The missing control centre
As the data stack grows, so does the number of things that can go wrong and the alerts you may have to monitor. In the examples above we’ve just focused on issues at the warehouse and data modelling layer but in reality it’s often more difficult. Even with a relatively simple stack consistent of BigQuery, Tableau, dbt cloud and Fivetran you’ll have to keep an eye on multiple places to stay on top of data issues with alerts arriving both in Slack and to different email aliases.
Odds are that the same challenges that you have at the data warehouse layer also applies here.
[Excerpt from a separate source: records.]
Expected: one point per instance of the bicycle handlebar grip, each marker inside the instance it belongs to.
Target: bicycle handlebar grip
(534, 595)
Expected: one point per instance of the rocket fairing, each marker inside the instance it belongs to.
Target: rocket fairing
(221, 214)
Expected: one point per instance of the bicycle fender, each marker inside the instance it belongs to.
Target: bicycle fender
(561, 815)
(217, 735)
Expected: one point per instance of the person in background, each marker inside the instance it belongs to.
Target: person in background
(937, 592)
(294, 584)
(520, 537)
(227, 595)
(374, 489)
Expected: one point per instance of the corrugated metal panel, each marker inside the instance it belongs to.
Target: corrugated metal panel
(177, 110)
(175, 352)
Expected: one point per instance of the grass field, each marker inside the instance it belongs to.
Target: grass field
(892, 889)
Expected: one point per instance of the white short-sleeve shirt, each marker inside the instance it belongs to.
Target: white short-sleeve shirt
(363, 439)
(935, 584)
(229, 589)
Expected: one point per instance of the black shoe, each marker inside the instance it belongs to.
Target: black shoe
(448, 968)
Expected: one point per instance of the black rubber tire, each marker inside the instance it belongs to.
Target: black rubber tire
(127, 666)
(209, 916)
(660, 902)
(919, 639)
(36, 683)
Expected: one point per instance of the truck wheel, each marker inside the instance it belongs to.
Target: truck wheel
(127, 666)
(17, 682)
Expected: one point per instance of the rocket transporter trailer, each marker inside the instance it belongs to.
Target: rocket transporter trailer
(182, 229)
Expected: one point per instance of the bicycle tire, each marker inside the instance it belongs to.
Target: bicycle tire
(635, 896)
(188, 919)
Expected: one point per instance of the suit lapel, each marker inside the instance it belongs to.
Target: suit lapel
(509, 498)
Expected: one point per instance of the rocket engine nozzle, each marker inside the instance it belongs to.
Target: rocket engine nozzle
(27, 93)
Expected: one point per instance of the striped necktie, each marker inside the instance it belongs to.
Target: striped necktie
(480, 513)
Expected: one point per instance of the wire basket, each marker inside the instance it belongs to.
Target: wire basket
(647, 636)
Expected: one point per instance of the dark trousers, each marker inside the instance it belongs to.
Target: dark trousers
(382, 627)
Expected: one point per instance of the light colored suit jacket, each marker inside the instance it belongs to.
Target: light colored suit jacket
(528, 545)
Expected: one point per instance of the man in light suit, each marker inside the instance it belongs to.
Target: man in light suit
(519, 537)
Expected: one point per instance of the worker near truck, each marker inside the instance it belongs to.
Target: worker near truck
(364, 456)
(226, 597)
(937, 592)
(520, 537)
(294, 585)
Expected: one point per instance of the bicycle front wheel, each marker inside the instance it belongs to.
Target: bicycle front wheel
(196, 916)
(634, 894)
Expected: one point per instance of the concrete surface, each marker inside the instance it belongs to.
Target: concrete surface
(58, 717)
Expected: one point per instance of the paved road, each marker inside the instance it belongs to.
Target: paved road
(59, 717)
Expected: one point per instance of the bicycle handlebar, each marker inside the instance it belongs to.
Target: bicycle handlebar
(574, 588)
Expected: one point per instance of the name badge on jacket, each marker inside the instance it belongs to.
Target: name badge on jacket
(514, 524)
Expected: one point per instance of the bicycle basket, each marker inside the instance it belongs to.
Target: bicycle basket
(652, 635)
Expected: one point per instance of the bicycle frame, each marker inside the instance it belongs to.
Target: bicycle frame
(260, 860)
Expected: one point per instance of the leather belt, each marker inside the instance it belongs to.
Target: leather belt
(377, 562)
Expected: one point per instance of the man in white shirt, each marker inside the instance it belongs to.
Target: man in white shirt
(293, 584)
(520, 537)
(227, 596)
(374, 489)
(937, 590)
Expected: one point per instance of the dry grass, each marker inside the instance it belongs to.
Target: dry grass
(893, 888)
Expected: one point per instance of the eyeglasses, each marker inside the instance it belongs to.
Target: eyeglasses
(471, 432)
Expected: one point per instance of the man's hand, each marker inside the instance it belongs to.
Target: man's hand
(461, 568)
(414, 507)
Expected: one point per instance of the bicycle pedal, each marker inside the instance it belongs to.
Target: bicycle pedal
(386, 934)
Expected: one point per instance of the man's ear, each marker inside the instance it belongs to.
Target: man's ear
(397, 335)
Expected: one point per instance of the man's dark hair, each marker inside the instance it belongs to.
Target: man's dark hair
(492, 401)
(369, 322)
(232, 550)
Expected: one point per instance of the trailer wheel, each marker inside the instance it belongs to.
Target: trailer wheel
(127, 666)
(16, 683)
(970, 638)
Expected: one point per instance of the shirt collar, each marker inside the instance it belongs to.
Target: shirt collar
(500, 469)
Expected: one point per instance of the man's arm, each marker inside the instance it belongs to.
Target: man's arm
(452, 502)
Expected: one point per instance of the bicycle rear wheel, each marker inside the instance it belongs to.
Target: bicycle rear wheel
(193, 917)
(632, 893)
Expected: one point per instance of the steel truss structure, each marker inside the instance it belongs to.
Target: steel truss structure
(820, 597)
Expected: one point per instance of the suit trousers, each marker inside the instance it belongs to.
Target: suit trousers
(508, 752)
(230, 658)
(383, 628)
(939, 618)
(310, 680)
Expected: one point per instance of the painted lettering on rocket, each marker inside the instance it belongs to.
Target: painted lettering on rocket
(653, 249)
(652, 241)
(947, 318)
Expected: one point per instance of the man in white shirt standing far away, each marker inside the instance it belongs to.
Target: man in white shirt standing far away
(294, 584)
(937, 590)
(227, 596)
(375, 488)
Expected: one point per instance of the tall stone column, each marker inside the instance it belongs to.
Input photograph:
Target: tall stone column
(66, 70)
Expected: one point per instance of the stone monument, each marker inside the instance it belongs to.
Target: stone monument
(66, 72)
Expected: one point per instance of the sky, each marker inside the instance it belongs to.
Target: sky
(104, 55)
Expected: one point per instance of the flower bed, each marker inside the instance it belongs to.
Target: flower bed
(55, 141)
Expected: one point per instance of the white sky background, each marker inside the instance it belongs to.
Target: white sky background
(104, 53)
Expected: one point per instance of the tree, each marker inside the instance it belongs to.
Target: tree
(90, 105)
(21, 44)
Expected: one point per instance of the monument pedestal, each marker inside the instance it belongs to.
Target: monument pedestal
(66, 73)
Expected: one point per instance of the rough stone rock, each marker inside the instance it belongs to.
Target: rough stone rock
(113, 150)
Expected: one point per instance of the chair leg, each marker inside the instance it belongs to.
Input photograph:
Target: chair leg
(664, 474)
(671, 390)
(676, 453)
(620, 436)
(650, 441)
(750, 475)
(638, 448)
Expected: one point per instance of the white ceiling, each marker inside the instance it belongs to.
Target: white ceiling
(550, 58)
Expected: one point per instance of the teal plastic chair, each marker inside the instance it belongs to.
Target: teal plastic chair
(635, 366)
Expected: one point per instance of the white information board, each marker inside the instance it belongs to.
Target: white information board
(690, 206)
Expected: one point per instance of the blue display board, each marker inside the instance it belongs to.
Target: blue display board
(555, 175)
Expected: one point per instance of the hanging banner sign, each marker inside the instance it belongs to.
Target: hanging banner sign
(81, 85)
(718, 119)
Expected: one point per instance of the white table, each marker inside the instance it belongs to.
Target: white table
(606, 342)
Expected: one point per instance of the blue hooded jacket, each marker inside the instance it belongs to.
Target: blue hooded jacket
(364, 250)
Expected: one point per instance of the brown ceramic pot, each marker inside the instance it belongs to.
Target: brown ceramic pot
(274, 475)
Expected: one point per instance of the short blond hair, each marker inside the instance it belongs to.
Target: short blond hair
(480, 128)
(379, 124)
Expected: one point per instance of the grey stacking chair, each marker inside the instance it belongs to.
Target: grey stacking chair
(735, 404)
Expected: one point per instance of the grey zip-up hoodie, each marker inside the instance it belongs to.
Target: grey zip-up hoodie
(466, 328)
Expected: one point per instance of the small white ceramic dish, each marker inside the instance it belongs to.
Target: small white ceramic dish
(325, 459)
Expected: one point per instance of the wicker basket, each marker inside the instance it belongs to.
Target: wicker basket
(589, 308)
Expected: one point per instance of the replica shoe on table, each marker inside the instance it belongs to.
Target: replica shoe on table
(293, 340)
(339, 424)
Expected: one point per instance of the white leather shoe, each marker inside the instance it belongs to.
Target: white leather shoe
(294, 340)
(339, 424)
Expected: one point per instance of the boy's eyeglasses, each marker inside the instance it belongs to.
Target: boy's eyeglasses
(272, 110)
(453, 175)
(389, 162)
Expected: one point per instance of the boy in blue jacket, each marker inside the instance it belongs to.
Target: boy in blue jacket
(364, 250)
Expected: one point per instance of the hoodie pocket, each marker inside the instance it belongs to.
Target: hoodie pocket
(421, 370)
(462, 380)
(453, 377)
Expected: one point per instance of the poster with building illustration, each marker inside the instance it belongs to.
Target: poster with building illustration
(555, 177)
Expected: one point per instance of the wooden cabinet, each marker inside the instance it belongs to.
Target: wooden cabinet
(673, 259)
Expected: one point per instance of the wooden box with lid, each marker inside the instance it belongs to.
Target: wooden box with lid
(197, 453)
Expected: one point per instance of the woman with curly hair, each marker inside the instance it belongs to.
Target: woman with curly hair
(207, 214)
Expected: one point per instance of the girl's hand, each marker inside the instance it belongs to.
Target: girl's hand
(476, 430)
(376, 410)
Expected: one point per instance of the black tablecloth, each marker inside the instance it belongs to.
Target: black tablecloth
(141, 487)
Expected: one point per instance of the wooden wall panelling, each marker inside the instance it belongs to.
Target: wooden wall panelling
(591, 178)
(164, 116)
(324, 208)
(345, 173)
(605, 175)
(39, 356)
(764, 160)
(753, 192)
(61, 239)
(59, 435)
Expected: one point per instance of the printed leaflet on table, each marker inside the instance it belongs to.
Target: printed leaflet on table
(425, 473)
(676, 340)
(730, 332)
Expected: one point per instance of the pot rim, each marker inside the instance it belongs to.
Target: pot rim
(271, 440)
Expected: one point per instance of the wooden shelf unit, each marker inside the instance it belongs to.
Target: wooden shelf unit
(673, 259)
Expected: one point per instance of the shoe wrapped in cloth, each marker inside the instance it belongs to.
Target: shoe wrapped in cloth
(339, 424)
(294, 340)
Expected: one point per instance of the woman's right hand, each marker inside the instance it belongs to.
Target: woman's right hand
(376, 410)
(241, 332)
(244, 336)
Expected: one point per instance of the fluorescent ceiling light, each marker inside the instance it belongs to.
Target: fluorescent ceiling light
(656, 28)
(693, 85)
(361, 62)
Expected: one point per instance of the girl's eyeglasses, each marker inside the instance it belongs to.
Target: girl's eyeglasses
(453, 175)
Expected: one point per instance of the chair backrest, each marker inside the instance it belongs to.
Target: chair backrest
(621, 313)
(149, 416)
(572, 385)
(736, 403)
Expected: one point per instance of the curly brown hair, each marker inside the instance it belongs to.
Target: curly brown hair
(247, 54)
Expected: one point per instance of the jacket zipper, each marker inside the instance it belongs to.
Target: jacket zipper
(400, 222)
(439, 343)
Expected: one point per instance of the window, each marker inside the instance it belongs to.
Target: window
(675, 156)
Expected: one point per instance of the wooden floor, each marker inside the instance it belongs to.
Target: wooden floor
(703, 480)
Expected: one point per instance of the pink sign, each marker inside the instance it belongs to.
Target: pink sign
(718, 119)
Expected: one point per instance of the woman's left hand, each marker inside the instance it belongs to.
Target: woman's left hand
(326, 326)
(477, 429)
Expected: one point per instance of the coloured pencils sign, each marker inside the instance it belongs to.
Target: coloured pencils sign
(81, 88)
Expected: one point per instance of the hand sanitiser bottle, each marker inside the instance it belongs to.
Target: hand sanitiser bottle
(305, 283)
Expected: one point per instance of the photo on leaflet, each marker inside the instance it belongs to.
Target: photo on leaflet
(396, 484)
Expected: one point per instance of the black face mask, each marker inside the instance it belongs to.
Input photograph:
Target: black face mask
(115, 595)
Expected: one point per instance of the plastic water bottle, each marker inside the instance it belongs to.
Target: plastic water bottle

A more complex stack may include separate Airflow jobs for machine learning models, exports from reverse ETL tools such as Hightouch or Census and much more.
An ideal solution could take the same principles as the example we went over for Monzo and apply these to system-wide alerting.
Summary
Data alerting workflows start to break with larger data teams, often averaging more than 20 alerts in a single day
Combining criticality, ownership, root cause and issue resolution workflows into the alerts can dramatically improve the experience
The problem is getting more complicated when alerts from different tools are arriving in various places and in inconsistent formats
This article was originally posted on the Synq blog
That reminds me of "when everything is important, nothing is important". Trying to keep focus with prioritization is hard, but necessary. We data engineers have a lot to learn and to get inspired from UX and Design team's disciplines.
Thanks for writing this I think most Data Engineers suffer from the issues you lay out. Will be sharing this!
I wonder if at Monzo you looked at Data Observability solutions before/during making a low cost alert solutions in Slack?